You were not expected. Not formally summoned, nor called by name. And yet, you cross into the threshold. Here, in the heart of the Woodland Realm, none forget. Least of all him.
The light is refracted through veils of silk and gemstone. The floor gleams like molten gold. And he does not look at you. Not at first.
He is looking at the sun, perhaps, through the carved lattice of his vaulted hall, where the shadows fall long like swords. His crown is a cage of red thorns and burnished leaves.
When his eyes finally turn to you, those mercurial, sea-glass eyes, pale and bottomless: it is not a look of welcome.
“You dare much, standing where even kings have knelt.”
His voice is low, patient, and not the least bit impressed. A melodic thing, soft-edged but sharp tongued, spoken with the kind of lilt that turns threats into lullabies. He steps down from the throne, not hurried, not hesitant.
And yet, each footfall is deliberate, angled toward you like a blade being drawn from its scabbard. Silver silk shimmers at his sides. His cloak, a cascade of twilight mist, stirs without wind. You have never seen a creature more beautiful, nor one more cruel.
“But I have no use for such dares.” He circles now, not touching, never touching. That would be too mortal. Soft. Too soon. “Only oaths. And obedience.”

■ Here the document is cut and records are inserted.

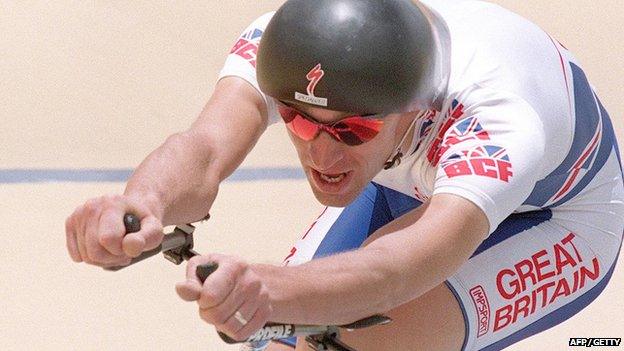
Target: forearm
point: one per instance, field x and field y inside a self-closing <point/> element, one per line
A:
<point x="180" y="179"/>
<point x="177" y="184"/>
<point x="329" y="291"/>
<point x="409" y="257"/>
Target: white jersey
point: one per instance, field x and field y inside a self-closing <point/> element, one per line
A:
<point x="520" y="130"/>
<point x="509" y="137"/>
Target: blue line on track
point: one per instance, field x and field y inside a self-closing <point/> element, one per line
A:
<point x="25" y="176"/>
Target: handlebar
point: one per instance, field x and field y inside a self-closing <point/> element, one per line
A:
<point x="177" y="247"/>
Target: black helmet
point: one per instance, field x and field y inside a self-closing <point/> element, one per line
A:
<point x="367" y="56"/>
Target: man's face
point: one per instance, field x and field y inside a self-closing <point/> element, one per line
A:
<point x="338" y="172"/>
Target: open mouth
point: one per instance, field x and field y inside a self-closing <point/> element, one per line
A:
<point x="333" y="178"/>
<point x="331" y="182"/>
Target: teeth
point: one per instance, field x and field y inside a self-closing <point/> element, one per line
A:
<point x="332" y="179"/>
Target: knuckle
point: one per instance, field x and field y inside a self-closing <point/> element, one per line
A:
<point x="218" y="316"/>
<point x="238" y="267"/>
<point x="239" y="335"/>
<point x="209" y="298"/>
<point x="108" y="239"/>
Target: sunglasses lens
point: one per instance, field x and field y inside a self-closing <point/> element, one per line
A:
<point x="357" y="130"/>
<point x="352" y="131"/>
<point x="299" y="125"/>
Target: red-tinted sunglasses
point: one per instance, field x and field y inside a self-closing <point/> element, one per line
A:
<point x="351" y="130"/>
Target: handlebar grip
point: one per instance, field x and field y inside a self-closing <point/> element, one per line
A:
<point x="204" y="270"/>
<point x="132" y="223"/>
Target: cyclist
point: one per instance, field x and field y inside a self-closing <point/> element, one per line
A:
<point x="472" y="176"/>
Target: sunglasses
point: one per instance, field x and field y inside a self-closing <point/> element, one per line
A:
<point x="351" y="130"/>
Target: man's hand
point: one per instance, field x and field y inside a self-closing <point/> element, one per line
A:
<point x="96" y="233"/>
<point x="233" y="298"/>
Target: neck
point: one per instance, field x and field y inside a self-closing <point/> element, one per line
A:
<point x="396" y="157"/>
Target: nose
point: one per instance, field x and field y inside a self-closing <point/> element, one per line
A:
<point x="325" y="152"/>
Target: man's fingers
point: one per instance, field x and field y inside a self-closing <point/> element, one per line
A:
<point x="70" y="240"/>
<point x="219" y="285"/>
<point x="149" y="237"/>
<point x="188" y="290"/>
<point x="152" y="232"/>
<point x="256" y="322"/>
<point x="112" y="231"/>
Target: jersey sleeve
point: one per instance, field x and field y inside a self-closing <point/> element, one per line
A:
<point x="241" y="61"/>
<point x="491" y="154"/>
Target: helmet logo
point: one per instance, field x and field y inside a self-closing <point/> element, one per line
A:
<point x="314" y="76"/>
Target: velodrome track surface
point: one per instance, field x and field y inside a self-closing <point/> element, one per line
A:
<point x="88" y="88"/>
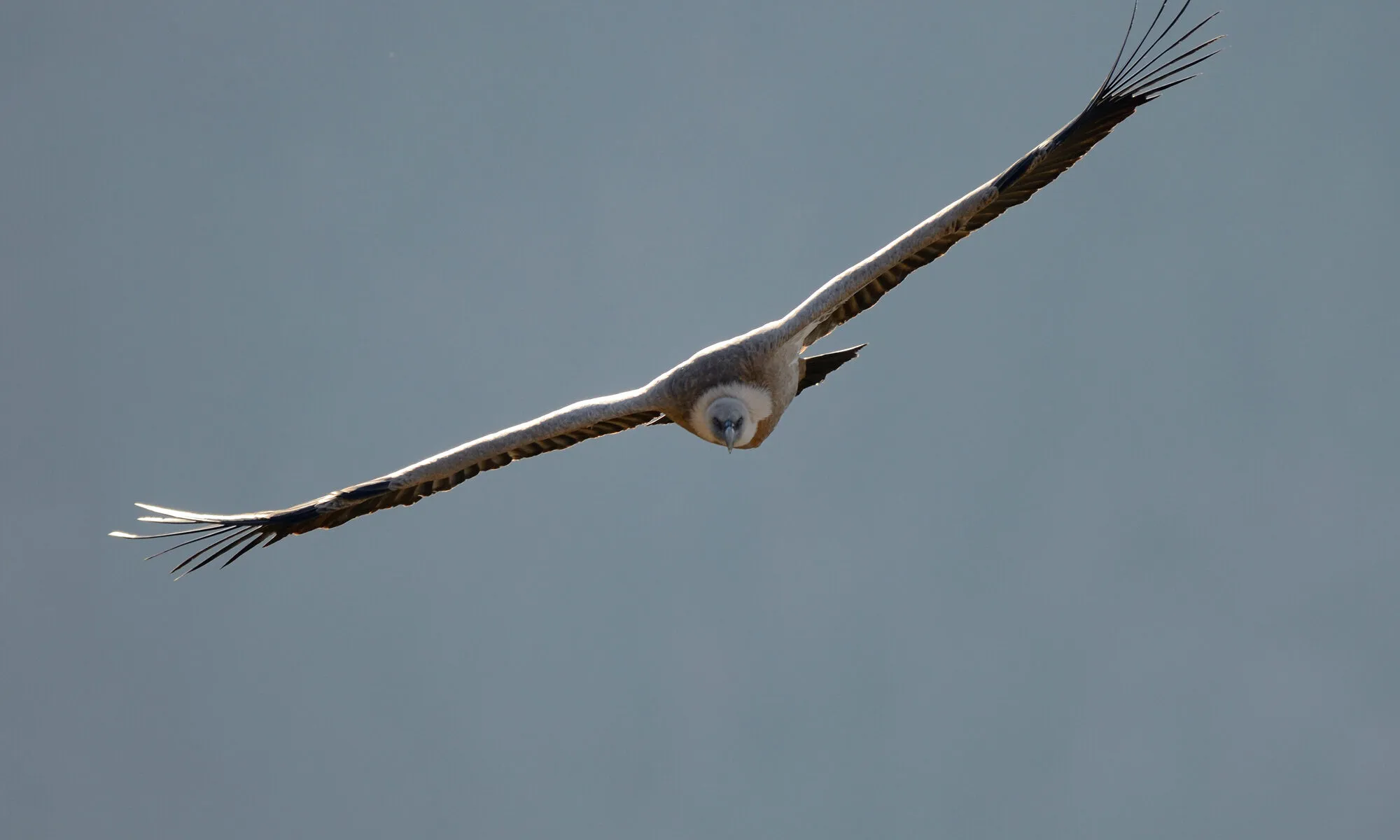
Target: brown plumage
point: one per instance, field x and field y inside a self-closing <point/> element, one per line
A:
<point x="734" y="393"/>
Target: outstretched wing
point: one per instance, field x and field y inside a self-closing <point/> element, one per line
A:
<point x="219" y="536"/>
<point x="1149" y="71"/>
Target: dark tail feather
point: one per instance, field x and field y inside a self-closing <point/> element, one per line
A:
<point x="817" y="368"/>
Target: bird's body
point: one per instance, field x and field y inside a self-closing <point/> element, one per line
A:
<point x="734" y="393"/>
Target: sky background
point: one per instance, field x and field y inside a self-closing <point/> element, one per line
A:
<point x="1098" y="538"/>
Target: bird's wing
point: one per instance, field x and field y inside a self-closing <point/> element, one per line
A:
<point x="558" y="430"/>
<point x="1149" y="71"/>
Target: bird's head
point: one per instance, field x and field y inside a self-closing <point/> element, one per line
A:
<point x="729" y="422"/>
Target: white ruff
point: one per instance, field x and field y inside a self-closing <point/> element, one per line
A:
<point x="758" y="401"/>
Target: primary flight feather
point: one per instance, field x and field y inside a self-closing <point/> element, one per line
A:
<point x="730" y="394"/>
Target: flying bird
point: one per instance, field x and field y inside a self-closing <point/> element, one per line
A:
<point x="732" y="394"/>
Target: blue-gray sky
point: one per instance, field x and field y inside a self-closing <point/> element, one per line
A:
<point x="1097" y="538"/>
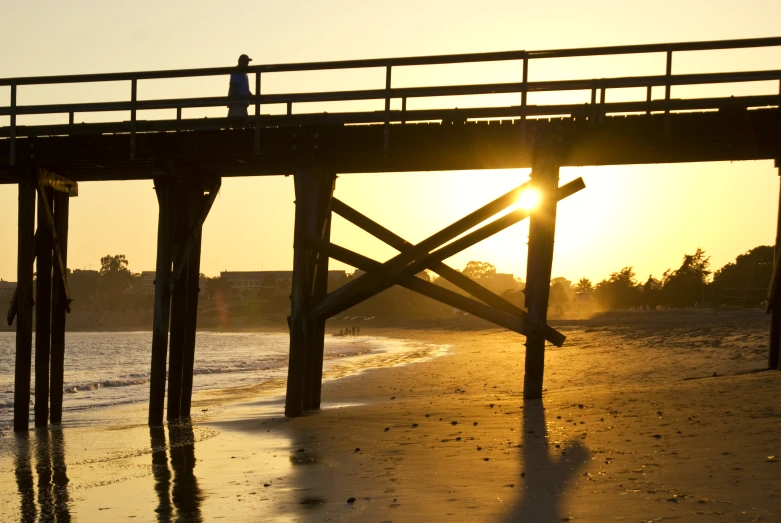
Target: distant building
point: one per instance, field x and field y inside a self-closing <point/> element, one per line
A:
<point x="246" y="284"/>
<point x="145" y="284"/>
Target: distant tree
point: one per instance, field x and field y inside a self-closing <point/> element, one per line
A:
<point x="113" y="264"/>
<point x="478" y="270"/>
<point x="584" y="285"/>
<point x="744" y="282"/>
<point x="115" y="278"/>
<point x="559" y="299"/>
<point x="652" y="289"/>
<point x="685" y="286"/>
<point x="619" y="291"/>
<point x="218" y="288"/>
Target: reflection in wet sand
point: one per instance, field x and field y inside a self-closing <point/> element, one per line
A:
<point x="52" y="490"/>
<point x="24" y="478"/>
<point x="185" y="496"/>
<point x="544" y="479"/>
<point x="161" y="473"/>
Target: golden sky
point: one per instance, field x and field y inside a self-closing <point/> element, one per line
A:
<point x="645" y="216"/>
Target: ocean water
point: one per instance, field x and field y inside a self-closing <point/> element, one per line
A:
<point x="105" y="369"/>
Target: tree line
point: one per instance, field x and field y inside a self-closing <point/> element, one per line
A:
<point x="743" y="282"/>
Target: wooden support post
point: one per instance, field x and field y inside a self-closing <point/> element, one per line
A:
<point x="59" y="304"/>
<point x="165" y="226"/>
<point x="542" y="229"/>
<point x="316" y="325"/>
<point x="43" y="304"/>
<point x="178" y="304"/>
<point x="775" y="308"/>
<point x="24" y="300"/>
<point x="303" y="261"/>
<point x="366" y="285"/>
<point x="193" y="269"/>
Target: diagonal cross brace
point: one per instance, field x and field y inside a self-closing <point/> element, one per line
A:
<point x="413" y="283"/>
<point x="446" y="272"/>
<point x="195" y="230"/>
<point x="350" y="292"/>
<point x="430" y="260"/>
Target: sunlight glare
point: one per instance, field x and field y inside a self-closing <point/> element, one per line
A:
<point x="528" y="199"/>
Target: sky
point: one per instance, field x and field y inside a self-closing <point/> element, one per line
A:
<point x="646" y="216"/>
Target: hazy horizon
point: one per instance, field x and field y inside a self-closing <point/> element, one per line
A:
<point x="644" y="216"/>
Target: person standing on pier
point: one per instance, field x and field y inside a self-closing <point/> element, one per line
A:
<point x="239" y="86"/>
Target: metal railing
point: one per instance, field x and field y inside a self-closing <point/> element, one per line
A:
<point x="599" y="108"/>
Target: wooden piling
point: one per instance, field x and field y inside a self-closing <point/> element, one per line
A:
<point x="162" y="301"/>
<point x="24" y="300"/>
<point x="59" y="303"/>
<point x="316" y="325"/>
<point x="43" y="303"/>
<point x="303" y="261"/>
<point x="197" y="202"/>
<point x="542" y="229"/>
<point x="773" y="360"/>
<point x="178" y="306"/>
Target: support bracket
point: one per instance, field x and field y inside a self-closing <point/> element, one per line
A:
<point x="195" y="230"/>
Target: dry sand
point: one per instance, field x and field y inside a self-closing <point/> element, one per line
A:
<point x="649" y="416"/>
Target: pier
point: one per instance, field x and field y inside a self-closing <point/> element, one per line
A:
<point x="187" y="157"/>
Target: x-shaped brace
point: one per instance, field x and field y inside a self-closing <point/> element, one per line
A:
<point x="395" y="271"/>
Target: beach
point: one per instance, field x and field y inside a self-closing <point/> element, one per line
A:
<point x="646" y="416"/>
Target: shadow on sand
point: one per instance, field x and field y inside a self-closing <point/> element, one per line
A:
<point x="52" y="500"/>
<point x="179" y="497"/>
<point x="544" y="478"/>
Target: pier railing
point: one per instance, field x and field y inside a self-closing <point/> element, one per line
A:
<point x="596" y="110"/>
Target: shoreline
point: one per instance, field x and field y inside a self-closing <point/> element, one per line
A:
<point x="622" y="433"/>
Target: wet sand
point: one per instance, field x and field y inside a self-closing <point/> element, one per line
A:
<point x="646" y="417"/>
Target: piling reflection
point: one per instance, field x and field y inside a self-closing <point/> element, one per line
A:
<point x="24" y="478"/>
<point x="178" y="494"/>
<point x="49" y="500"/>
<point x="544" y="478"/>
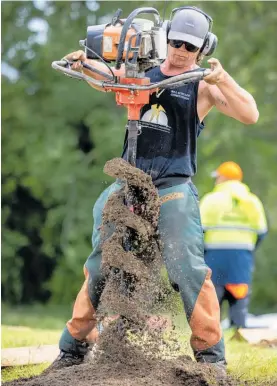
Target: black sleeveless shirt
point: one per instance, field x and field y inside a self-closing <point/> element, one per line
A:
<point x="170" y="127"/>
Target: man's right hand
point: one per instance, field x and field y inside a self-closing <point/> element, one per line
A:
<point x="77" y="57"/>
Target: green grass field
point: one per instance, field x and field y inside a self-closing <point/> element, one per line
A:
<point x="245" y="362"/>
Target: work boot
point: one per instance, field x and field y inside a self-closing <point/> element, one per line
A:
<point x="66" y="359"/>
<point x="220" y="368"/>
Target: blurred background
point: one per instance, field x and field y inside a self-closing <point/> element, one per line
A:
<point x="57" y="134"/>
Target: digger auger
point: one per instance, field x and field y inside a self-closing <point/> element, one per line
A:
<point x="130" y="254"/>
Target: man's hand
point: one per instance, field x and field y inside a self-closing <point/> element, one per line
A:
<point x="77" y="57"/>
<point x="218" y="74"/>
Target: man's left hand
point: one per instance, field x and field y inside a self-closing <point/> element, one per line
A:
<point x="218" y="74"/>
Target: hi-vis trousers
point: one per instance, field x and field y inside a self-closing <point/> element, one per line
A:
<point x="183" y="254"/>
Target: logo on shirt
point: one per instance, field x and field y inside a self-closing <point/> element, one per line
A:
<point x="155" y="115"/>
<point x="180" y="94"/>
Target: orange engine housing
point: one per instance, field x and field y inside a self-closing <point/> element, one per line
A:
<point x="111" y="38"/>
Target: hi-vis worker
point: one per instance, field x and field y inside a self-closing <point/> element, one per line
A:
<point x="234" y="223"/>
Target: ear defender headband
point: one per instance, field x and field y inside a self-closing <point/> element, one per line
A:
<point x="210" y="40"/>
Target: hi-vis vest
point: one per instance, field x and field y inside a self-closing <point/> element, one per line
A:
<point x="232" y="217"/>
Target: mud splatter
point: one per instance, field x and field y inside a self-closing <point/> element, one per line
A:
<point x="129" y="352"/>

He stops behind you, and still, somehow, he sees you. Feels you. Knows what your pulse is doing without needing to ask. When he speaks again, it is nearer.
“Do you think me unkind?” There’s a faint curve to the corner of his mouth as he walks past, like he’s letting you glimpse a secret.
You see it only in profile, that high and perfect cheekbone, the unearthly smoothness of his skin, the narrow, half-lidded gaze that betrays not boredom but caution. No movement of his is idle. He is a creature of studied elegance, and behind every languid gesture there coils an ancient, leonine restraint. A beast in velvet robes.
“I am not cruel.” He murmurs, and though the words should comfort, they only unsettle. “I am merely what the world made me. A steward of memory. A warden of loss. You would not survive a day beneath the weight of what I remember.”
He finally turns to face you fully. Hands clasped, body still, gaze devastatingly direct. “I have ruled this forest longer than your line has drawn breath. I have known grief and ruin, and I have stood unchanged while kings of men and dwarves bled their empires dry.”
“And yet, you intrigue me.”
He says it like it is not a compliment but an inconvenience. His tone is soft, but something colder glints beneath it.
As though fascination is a weakness he does not welcome, and your presence here . . . before his throne, within his halls, and beneath his ever-watchful eye, has done something he did not permit. A challenge. A thorn. A dream he did not choose to dream.
“You remind me of fire.” He steps forward, and there is a sudden closeness to him. Not physical, spatial. Temporal. You feel like he’s around you, inhabiting the moment more thoroughly than you can. It’s hard to breathe. Harder still to look away.
“Flickering. Brief. And far too bold.”
His eyes narrow just slightly as he studies you, not admiring, not condemning, merely measuring. Whatever conclusion he comes to, it is not one he shares. But when he speaks again, your name leaves his lips with unnatural precision. There is no affection in it. Only weight. As though he has already taken you into account, and into memory.
“I could preserve you.” He says calmly. “In the way I keep what is rare. Unwise, perhaps. But not impossible.”
He moves past you once more, footsteps silent against the stone. His robes stir behind him, trailing silver in the dim light. He does not tell you to come. He does not offer permission. He simply turns, walking deeper into the mountain’s quiet dark.
Alone. But not unaware.
“Come, then. If you would know what stirs the heart of the Elvenking . . . you had best not blink.”